6. The computer-readable medium of claim 5, wherein the predictive time slice is computed based on timing information obtained from the hypervisor.

7. The computer-readable medium of claim 6, wherein the timing information comprises a nice value of the broker task and queue information of a hypervisor scheduler.

8. The computer-readable medium of claim 5, further comprising obtaining a cumulative run time of the sibling task and notifying the hypervisor to preempt the sibling task when the cumulative run time exceeds the predictive time slice.

9. The computer-readable medium of claim 1, wherein the primary VM communicates with the hypervisor via a set of virtual registers.

10. The computer-readable medium of claim 1, wherein the primary VM resides on a system further comprising the sibling VM and the hypervisor, and wherein the primary VM administrates the system, controls an allocation of the system's resources, and manages the creation and destruction of the sibling VM.

11. The computer-readable medium of claim 1, wherein the primary VM communicates with the hypervisor via a set of virtual registers.

12. A non-transitory, computer-readable medium comprising a program code that, when the program code is executed on a processor, a computer, or a programmable hardware component, causes the processor, computer, or programmable hardware component to perform a method for a hypervisor to schedule a plurality of tasks from a primary VM and a sibling VM, the method comprising:

creating a sibling task requested by the sibling VM, wherein the sibling task comprises a hypervisor task ID created by the hypervisor;

communicating the hypervisor task ID to the primary VM;

obtaining a mapping of a broker task to the corresponding hypervisor task ID of the sibling task; and

executing a sibling task when notified by the primary VM, wherein the broker task triggers the running of the sibling task according to the mapping.

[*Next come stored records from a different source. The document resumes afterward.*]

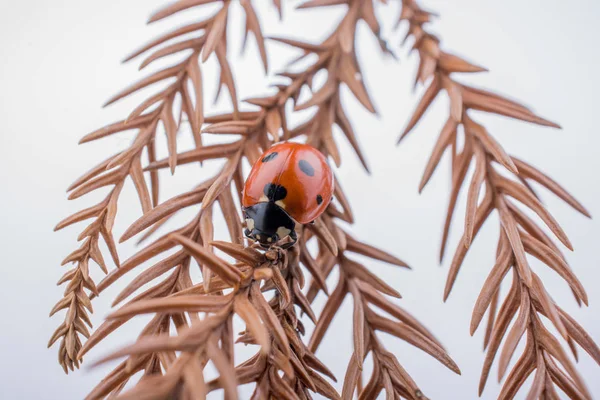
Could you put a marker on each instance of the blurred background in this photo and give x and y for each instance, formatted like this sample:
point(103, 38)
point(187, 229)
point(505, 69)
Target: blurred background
point(60, 62)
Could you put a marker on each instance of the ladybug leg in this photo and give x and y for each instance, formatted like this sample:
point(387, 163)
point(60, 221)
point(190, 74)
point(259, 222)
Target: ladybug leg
point(294, 238)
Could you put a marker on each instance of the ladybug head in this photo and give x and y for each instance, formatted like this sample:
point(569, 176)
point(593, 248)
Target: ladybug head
point(267, 223)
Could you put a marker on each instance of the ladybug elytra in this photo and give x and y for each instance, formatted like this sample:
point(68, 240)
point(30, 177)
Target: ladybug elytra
point(291, 182)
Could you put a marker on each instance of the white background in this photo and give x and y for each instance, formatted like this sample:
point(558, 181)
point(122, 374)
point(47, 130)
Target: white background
point(60, 62)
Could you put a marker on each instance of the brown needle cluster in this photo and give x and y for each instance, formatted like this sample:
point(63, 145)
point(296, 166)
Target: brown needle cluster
point(501, 182)
point(193, 322)
point(182, 81)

13. The computer-readable medium of claim 12, wherein the sibling task is a virtual thread of the sibling VM.

14. The computer-readable medium of claim 12, further comprising providing timing information to the primary VM.

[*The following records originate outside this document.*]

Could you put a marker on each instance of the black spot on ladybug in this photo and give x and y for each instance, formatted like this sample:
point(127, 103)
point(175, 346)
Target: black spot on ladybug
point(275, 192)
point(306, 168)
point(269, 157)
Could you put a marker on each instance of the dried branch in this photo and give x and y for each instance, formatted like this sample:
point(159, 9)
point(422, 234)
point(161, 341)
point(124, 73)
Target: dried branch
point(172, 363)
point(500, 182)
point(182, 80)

15. The computer-readable medium of claim 14, wherein the timing information on the sibling task comprises a nice value of the broker task and queue information of a hypervisor scheduler.

16. The computer-readable medium of claim 14, further comprising receiving a predictive time slice for the broker task based on the timing information, wherein the broker task triggers the running of the sibling task according to the predictive time slice.

17. The computer-readable medium of claim 12, further comprising providing a cumulative run time of the sibling task to the primary VM.

18. The computer-readable medium of claim 12, wherein the primary VM both receives the hypervisor ID and provides the mapping via the set of virtual registers.

19. A non-transitory, computer-readable medium comprising a program code that, when the program code is executed on a processor, a computer, or a programmable hardware component, causes the processor, computer, or programmable hardware component to perform a method for a primary virtual machine (VM) to schedule a task from a sibling VM on a hypervisor, the method comprising:

creating, at the hypervisor, a sibling task requested by the sibling VM, wherein the sibling task comprises a hypervisor task ID created by the hypervisor;

communicating, from the hypervisor to the primary VM, a hypervisor task identification (ID) for the sibling task;

creating, at the primary VM, a broker task based on the hypervisor ID, wherein the broker task comprises a broker task ID and wherein the broker task corresponds to the sibling task;

creating at the primary VM, a mapping of the broker task to with the corresponding hypervisor task ID of the sibling task;

executing the broker task at the primary VM; and

executing the sibling task at the hypervisor when notified by the primary VM;

wherein the sibling task's execution at the hypervisor is triggered by the broker task according to the mapping.

20. A system comprising the processor and the non-transitory, computer-readable medium of claim 19, wherein the primary VM administrates the system, allocates resources of the system, and creates and destroys the sibling VM.